The gospels all make more sense if we start with the assumption that Jesus came to spearhead an awareness campaign, proclaiming the arrival of God’s reign on earth. That was his campaign goal, and he stayed on message throughout his campaign. He had an explicit campaign strategy, a campaign team, and a national popular following. He was killed by people determined to stop him and his campaign because it looked like a national security threat to them. Once we start thinking of Jesus in campaign terms, everything fits.

How much preparation is required for leader and participants?
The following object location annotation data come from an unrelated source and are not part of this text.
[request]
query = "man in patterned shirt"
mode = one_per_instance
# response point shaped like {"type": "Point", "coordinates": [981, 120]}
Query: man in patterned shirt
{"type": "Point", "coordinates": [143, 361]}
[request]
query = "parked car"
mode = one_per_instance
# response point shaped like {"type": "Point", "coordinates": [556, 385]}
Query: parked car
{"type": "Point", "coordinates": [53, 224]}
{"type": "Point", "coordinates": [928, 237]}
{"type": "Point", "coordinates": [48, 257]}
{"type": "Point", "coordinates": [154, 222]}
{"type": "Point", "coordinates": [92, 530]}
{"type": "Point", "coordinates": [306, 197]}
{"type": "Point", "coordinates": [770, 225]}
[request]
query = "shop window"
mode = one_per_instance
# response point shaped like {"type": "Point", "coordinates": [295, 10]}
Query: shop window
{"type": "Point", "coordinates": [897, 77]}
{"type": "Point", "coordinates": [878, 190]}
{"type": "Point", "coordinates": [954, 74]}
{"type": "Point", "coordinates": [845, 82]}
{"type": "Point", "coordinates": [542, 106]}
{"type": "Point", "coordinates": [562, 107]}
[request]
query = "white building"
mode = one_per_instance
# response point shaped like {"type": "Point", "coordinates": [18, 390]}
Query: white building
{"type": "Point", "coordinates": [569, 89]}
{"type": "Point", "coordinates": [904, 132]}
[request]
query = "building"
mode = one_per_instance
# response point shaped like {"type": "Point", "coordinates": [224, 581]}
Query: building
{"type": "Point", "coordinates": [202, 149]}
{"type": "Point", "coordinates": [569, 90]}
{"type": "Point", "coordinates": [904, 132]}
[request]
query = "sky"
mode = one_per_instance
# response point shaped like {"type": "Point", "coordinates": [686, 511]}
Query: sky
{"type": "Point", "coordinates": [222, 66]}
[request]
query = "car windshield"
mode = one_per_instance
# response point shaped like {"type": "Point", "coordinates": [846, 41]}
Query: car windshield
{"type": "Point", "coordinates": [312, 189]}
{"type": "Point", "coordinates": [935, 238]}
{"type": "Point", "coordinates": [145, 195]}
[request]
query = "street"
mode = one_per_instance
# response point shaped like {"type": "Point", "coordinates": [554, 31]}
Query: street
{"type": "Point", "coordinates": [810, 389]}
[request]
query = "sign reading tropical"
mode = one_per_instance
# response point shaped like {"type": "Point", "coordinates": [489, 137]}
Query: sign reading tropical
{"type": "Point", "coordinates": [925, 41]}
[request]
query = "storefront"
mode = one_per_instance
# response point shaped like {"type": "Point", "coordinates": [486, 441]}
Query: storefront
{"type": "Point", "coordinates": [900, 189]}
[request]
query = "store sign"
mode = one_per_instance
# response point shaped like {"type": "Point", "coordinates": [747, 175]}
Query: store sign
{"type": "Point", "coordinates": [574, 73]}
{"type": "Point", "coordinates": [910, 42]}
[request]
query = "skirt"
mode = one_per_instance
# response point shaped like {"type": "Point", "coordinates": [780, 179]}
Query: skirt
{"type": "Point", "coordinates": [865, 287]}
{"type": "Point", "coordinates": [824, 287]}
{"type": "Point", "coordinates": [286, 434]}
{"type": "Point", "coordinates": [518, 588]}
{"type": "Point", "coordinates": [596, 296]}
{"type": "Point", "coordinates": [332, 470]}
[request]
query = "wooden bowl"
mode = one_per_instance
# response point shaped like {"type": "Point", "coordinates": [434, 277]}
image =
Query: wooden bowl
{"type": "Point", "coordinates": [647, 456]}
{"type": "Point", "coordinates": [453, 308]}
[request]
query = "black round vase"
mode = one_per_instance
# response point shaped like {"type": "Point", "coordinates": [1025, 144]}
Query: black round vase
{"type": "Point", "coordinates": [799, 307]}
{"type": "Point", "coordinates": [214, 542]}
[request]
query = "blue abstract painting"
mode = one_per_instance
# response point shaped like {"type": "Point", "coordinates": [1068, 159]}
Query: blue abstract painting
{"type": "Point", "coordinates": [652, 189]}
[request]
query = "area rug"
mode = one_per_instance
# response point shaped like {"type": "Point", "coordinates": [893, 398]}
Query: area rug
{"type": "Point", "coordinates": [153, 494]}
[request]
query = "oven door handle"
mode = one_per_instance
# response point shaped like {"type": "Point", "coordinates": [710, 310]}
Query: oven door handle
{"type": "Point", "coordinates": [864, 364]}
The leader, who is a different person each week, reads through the two-page leader’s guide (either the trial session or the regular session) and makes sure that the list of “Just-Do-Its” from the previous week and the reference for the Bible verses for the current week are available during the session. 5-10 minutes of prep.

 

There is no study guide for participants. The participants only “prepare” by doing their “Just-Do-Its” from the previous week and by praying for the others during the week about their “Just-Do-Its”. They might also cheer them on during the week with a message or call. 

 

What if people miss a session?

 

No problem. Each session can be handled in a stand-alone way. The series of Bible passages do all relate to one topic but they do not build on each other like layers of a pyramid. When people miss a week, they may opt to read the passage they missed on their own and send their “Just-Do-It” to the group, but if that does not work out, they should still come to the next session confident that others will cheer them on and they won’t be “behind” by a week.

 

How many weeks do the groups meet before dividing or stopping?

 

It depends. Groups may set their own length, such as 1, 2, or 3 months, or they may follow the online schedule.

 

If they follow the online schedule, they will find that in 2022 the seven topical “seasons” last for 9, 5, 7, 10, 9, 6, and 6 weeks in that order. It’s complicated because the times allocated to a topic often are connected to a particular holiday, as Pentecost is connected to the topic of power and the Day of Atonement (Yom Kippur) to the topic of mercy. Some of these holidays like Easter slide around our calendar in relation to the moon, so some season lengths change by up to three weeks from year to year.